Stuck with Tutorial "web scraping and beatifulsoup"

Screen Link:

My Code:

    # import libraries
    import pandas as pd
    import re
    import requests
    from bs4 import BeautifulSoup
    from time import sleep
    from random import randint
    from time import time
    from warnings import warn 


    # Redeclaring the lists to store data in
    names = []
    years = []
    imdb_ratings = []
    metascores = []
    votes = []
    pages = [str(i) for i in range(1,3)]
    years_url = [str(i) for i in range(2010,2018)]


    # Preparing the monitoring of the loop
    start_time = time()
    requests = 0


    # For every year in the interval 2000-2017
    for year_url in years_url:
        
        # For every page in the interval 1-4
        for page in pages:

            # Make a get request
            response = get('http://www.imdb.com/search/title?release_date=' + year_url + '&sort=num_votes,desc&page=' + page, headers = headers)
            # Pause the loop
            sleep(randint(8,15))

            # Monitor the requests
            requests += 1
            elapsed_time = time() - start_time
            print('Request:{}; Frequency: {} requests/s'.format(requests, requests/elapsed_time))
            clear_output(wait = True)

            # Throw a warning for non-200 status codes
            if response.status_code != 200:
                warn('Request: {}; Status code: {}'.format(requests, response.status_code))

            # Break the loop if the number of requests is greater than expected
            if requests > 10:
                warn('Number of requests was greater than expected.')
                break

            # Parse the content of the request with BeautifulSoup
            page_html = BeautifulSoup(response.text, 'html.parser')

            # Select all the 50 movie containers from a single page
            mv_containers = page_html.find_all('div', class_ = 'lister-item mode-advanced')

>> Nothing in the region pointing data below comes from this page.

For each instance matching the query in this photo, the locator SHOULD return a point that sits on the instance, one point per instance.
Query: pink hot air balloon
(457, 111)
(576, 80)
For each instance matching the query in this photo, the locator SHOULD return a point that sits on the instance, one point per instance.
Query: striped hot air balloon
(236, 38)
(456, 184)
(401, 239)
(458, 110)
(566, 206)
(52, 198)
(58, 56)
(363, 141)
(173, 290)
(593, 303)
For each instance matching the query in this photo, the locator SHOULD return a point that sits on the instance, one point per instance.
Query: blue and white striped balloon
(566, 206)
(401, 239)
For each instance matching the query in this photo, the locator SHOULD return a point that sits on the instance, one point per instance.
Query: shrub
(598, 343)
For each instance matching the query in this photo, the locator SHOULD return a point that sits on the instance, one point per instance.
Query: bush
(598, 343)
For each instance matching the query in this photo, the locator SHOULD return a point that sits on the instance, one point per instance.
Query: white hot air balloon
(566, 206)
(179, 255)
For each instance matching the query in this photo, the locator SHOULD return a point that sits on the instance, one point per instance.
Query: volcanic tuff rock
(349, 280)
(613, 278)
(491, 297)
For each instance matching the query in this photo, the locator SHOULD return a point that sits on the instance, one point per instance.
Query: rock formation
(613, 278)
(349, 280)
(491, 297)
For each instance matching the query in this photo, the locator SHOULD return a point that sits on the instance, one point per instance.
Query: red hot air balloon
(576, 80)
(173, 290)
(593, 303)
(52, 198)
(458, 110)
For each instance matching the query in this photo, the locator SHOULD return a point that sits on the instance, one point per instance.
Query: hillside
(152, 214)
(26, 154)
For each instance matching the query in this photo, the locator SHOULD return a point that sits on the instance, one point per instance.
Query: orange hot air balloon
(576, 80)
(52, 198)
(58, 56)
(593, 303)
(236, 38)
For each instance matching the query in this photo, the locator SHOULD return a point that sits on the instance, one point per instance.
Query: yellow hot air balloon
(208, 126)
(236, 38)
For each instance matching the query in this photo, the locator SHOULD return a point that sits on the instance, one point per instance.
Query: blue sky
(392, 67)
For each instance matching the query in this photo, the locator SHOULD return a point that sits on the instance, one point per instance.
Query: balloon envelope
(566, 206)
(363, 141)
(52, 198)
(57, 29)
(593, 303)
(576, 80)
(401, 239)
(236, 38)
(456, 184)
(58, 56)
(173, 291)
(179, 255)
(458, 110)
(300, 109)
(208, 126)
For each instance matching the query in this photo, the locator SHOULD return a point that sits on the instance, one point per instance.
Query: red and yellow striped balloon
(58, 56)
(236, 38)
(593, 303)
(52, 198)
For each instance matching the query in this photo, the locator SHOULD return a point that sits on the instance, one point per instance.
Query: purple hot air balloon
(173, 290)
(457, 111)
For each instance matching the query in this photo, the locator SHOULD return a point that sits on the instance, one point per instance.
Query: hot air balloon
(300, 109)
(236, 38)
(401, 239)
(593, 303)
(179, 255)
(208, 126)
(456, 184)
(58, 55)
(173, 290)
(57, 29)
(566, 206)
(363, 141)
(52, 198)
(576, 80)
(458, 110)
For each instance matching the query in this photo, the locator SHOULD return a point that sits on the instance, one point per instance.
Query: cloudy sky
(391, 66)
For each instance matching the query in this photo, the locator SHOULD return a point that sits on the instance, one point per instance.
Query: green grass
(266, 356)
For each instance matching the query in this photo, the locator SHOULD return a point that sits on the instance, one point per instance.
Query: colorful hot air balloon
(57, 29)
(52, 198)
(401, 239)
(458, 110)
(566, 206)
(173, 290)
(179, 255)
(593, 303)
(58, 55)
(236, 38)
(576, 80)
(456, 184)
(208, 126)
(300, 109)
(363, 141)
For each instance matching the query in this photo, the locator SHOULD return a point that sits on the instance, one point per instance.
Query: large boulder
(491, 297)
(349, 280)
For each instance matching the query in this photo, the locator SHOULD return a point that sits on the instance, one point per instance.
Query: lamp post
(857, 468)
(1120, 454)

            # For every movie of these 50
            for container in mv_containers:
                # If the movie has a Metascore, then:
                if container.find('div', class_ = 'ratings-metascore') is not None:

                    # Scrape the name
                    name = container.h3.a.text
                    names.append(name)

                    # Scrape the year
                    year = container.h3.find('span', class_ = 'lister-item-year').text
                    years.append(year)

                    # Scrape the IMDB rating
                    imdb = float(container.strong.text)
                    imdb_ratings.append(imdb)

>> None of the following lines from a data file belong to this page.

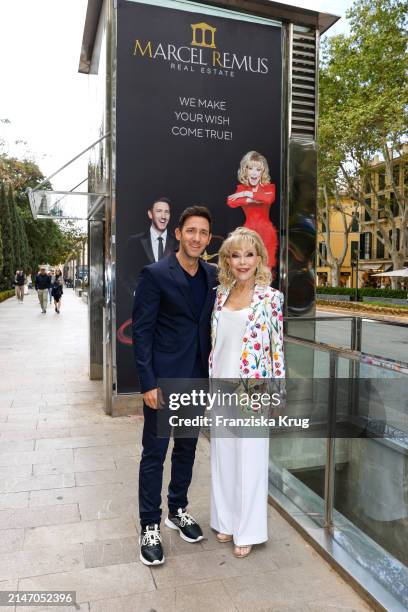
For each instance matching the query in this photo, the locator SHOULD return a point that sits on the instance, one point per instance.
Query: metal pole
(46, 180)
(330, 445)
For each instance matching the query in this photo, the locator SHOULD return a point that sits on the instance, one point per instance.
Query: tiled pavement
(68, 503)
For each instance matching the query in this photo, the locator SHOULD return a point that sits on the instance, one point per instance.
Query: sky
(43, 96)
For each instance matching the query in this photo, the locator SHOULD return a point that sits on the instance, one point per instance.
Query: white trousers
(239, 488)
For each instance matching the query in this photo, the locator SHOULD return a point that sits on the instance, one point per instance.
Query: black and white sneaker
(185, 524)
(151, 551)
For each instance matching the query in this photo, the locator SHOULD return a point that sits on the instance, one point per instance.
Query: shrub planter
(367, 298)
(334, 296)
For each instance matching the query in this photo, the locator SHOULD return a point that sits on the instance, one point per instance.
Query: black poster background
(151, 162)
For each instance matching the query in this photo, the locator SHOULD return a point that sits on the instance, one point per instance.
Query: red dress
(257, 216)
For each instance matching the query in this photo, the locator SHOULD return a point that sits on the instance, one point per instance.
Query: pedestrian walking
(19, 282)
(42, 285)
(51, 275)
(57, 290)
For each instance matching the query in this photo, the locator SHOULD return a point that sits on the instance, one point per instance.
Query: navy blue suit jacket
(167, 335)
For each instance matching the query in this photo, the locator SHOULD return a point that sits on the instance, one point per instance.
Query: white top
(228, 347)
(154, 237)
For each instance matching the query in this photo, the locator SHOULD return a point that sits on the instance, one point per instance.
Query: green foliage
(364, 111)
(5, 295)
(8, 270)
(39, 241)
(365, 291)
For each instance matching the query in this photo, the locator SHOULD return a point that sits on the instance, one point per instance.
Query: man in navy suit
(171, 339)
(150, 246)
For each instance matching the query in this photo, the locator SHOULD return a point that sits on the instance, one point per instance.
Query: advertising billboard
(198, 122)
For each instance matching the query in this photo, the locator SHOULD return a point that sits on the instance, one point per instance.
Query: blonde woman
(255, 193)
(247, 343)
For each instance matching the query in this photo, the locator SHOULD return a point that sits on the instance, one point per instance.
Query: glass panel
(371, 474)
(336, 331)
(296, 462)
(389, 341)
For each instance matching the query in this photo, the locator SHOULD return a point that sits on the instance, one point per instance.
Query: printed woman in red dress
(255, 193)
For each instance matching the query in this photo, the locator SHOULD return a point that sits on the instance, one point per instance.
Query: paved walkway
(68, 504)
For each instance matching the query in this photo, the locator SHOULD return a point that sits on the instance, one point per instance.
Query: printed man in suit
(171, 339)
(150, 246)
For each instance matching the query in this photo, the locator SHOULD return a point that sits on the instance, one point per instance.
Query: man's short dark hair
(194, 211)
(165, 200)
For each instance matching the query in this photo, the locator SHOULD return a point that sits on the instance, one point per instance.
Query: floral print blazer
(262, 345)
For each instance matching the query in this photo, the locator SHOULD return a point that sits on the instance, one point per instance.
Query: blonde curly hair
(250, 158)
(239, 237)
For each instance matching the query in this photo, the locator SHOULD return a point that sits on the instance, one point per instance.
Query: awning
(69, 204)
(401, 273)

                    # Scrape the Metascore
                    m_score = container.find('span', class_ = 'metascore').text
                    metascores.append(int(m_score))

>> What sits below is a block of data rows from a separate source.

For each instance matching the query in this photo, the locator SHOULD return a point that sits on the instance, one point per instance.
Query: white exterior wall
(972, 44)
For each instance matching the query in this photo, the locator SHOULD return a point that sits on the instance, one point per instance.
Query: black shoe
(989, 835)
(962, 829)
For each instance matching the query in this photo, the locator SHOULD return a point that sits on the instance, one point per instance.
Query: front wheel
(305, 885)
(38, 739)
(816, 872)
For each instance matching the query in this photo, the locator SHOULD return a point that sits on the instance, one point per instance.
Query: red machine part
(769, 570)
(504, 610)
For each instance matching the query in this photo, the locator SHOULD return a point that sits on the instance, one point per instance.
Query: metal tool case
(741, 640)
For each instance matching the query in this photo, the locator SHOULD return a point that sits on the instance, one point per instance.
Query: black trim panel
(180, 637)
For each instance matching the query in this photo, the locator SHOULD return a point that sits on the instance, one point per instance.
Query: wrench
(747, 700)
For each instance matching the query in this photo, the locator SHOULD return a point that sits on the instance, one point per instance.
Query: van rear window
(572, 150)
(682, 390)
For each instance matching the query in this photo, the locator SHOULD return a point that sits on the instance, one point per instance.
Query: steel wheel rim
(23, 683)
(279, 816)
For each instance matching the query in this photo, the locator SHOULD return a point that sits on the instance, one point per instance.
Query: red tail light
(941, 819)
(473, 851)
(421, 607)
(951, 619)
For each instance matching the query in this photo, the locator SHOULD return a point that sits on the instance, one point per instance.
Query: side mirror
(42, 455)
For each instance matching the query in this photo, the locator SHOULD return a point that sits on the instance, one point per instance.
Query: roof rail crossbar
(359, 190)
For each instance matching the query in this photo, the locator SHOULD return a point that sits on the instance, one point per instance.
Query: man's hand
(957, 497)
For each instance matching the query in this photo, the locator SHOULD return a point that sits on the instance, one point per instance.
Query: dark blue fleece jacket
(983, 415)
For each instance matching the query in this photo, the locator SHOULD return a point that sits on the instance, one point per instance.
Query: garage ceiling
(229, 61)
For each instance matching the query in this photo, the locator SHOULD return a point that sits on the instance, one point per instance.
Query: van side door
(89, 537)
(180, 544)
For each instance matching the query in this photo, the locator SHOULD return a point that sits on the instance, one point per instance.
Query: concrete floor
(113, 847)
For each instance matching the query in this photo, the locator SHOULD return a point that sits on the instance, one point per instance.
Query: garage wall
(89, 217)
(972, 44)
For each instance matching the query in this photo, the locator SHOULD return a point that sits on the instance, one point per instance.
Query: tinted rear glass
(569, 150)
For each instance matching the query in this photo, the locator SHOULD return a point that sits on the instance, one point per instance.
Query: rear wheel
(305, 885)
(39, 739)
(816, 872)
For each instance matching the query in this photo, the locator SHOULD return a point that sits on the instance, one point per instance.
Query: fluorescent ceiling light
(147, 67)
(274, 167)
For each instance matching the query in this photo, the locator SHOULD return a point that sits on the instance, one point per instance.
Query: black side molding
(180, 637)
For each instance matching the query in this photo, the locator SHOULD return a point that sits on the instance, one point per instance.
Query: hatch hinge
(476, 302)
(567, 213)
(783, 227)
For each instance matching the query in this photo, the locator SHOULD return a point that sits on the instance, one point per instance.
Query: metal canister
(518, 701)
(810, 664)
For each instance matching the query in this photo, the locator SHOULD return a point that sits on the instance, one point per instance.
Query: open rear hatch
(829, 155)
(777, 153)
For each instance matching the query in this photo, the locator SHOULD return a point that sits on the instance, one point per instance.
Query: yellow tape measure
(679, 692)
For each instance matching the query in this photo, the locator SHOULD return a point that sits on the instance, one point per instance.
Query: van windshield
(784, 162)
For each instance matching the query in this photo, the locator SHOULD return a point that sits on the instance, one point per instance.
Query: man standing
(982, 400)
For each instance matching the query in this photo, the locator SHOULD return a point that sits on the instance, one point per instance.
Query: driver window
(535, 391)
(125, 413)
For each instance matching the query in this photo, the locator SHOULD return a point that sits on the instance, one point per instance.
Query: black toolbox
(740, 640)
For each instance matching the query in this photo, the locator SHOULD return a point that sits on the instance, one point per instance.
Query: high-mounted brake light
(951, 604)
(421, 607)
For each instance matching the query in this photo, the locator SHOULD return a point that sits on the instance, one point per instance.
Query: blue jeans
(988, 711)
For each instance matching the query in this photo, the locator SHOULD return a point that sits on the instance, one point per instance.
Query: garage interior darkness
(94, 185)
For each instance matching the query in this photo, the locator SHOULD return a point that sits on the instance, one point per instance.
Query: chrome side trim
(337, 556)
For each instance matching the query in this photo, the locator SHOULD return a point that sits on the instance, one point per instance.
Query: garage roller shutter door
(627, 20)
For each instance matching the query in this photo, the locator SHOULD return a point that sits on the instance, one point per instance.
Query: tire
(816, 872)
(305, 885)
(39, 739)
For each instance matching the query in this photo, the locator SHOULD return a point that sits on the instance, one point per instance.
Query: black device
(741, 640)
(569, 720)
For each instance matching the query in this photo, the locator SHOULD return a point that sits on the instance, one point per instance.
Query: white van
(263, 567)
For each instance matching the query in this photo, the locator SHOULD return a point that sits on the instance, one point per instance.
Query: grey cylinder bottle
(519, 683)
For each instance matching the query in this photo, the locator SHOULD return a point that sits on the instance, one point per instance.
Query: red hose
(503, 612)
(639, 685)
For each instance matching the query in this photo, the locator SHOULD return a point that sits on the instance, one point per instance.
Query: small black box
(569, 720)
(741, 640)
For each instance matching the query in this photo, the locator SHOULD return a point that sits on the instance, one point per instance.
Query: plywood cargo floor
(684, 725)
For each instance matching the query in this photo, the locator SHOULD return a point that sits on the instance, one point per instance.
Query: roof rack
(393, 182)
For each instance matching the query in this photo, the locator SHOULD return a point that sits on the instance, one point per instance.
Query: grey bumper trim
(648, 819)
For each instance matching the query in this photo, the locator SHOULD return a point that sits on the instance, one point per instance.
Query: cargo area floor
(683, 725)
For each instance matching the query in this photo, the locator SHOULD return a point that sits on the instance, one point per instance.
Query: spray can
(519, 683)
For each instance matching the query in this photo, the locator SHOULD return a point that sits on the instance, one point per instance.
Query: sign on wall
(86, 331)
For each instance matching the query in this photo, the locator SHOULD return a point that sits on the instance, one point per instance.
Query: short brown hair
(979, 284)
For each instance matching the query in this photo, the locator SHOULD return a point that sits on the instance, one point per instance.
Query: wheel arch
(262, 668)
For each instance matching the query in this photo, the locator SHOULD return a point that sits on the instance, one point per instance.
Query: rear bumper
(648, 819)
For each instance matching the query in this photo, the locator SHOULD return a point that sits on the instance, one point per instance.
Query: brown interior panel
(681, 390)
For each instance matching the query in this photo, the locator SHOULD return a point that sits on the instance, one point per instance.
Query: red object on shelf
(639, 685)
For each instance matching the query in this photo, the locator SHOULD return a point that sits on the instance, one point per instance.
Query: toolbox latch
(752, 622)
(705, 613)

                    # Scrape the number of votes
                    vote = container.find('span', attrs = {'name':'nv'})['data-value']
                    votes.append(int(vote))

What I expected to happen:
as per the tutorial:

Request:72; Frequency: 0.07928964663062842 requests/s

What actually happened:

    NameError                                 Traceback (most recent call last)

    <ipython-input-96-383b3ebfb335> in <module>()
         46 
         47         # Make a get request
    ---> 48         response = get('http://www.imdb.com/search/title?release_date=' + year_url +
         49         '&sort=num_votes,desc&page=' + page, headers = headers)
         50         # Pause the loop

    NameError: name 'get' is not defined

i tried changing
response = get() to response = requests.get() plus tinker with the code but nothing seems to be working.

everything before the this part, worked as expected.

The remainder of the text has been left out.